As a limitation of our study, we acknowledge that we could not evaluate whether different variants had a variable impact on the risk of cognitive impairment, on the pattern of cognitive deficits and on other clinical characteristics, mostly due to the relatively small number of GBA variant carriers (online supplemental tables 5 and 6).

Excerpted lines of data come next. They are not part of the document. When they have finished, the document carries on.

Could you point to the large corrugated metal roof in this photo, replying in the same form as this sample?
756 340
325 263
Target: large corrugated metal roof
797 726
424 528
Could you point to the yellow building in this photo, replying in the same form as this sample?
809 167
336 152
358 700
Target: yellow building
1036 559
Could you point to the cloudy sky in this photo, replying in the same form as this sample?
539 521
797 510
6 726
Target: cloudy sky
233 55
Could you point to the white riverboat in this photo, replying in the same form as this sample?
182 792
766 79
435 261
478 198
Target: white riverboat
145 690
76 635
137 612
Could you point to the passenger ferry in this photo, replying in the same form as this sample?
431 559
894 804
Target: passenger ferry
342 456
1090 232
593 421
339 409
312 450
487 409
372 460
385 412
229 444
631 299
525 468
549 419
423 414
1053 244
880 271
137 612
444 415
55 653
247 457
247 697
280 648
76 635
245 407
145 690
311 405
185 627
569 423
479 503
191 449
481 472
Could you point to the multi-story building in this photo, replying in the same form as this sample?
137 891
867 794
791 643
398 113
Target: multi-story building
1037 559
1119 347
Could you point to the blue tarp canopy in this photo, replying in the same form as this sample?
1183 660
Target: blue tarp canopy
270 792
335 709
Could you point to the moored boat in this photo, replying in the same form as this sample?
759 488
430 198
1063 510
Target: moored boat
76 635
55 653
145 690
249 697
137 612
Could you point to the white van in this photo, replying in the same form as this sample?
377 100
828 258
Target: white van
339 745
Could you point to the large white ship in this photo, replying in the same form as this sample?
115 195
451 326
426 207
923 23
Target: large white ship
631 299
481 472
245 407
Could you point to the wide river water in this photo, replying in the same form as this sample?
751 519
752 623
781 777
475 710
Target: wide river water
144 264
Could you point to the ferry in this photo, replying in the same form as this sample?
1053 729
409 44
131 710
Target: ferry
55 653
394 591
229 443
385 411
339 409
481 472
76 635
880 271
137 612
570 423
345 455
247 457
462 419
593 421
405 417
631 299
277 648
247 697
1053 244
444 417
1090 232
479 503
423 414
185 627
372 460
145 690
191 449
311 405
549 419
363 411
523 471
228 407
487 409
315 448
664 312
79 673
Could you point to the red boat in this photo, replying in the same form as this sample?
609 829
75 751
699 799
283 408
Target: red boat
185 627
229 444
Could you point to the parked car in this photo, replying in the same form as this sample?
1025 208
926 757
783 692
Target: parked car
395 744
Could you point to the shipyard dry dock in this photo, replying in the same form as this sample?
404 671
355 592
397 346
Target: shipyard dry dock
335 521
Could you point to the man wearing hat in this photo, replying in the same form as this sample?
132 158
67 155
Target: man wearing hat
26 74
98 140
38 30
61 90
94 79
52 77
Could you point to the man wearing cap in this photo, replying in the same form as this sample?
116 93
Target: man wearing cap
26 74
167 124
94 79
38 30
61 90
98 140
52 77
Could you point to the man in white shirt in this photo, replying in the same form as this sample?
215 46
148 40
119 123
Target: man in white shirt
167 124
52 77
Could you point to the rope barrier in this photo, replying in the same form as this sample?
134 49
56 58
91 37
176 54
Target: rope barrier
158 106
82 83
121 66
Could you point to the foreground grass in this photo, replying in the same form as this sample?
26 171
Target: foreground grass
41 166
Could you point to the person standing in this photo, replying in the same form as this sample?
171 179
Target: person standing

In conclusion, we found that variants of the GBA gene are associated with an increased risk of cognitive impairment in patients with ALS. Our results broaden the spectrum of genetic factors that modulate the vulnerability of patients with ALS to cognitive dysfunction and strengthen the role of lysosomal impairment in the neurodegenerative process underlying ALS, highlighting that genes can modify not only the risk of ALS but also modulate different aspects of its phenotype. Addressing the gap in our understanding of the role that genetic modifiers play in ALS is essential for diagnosis, prognosis, and therapy development.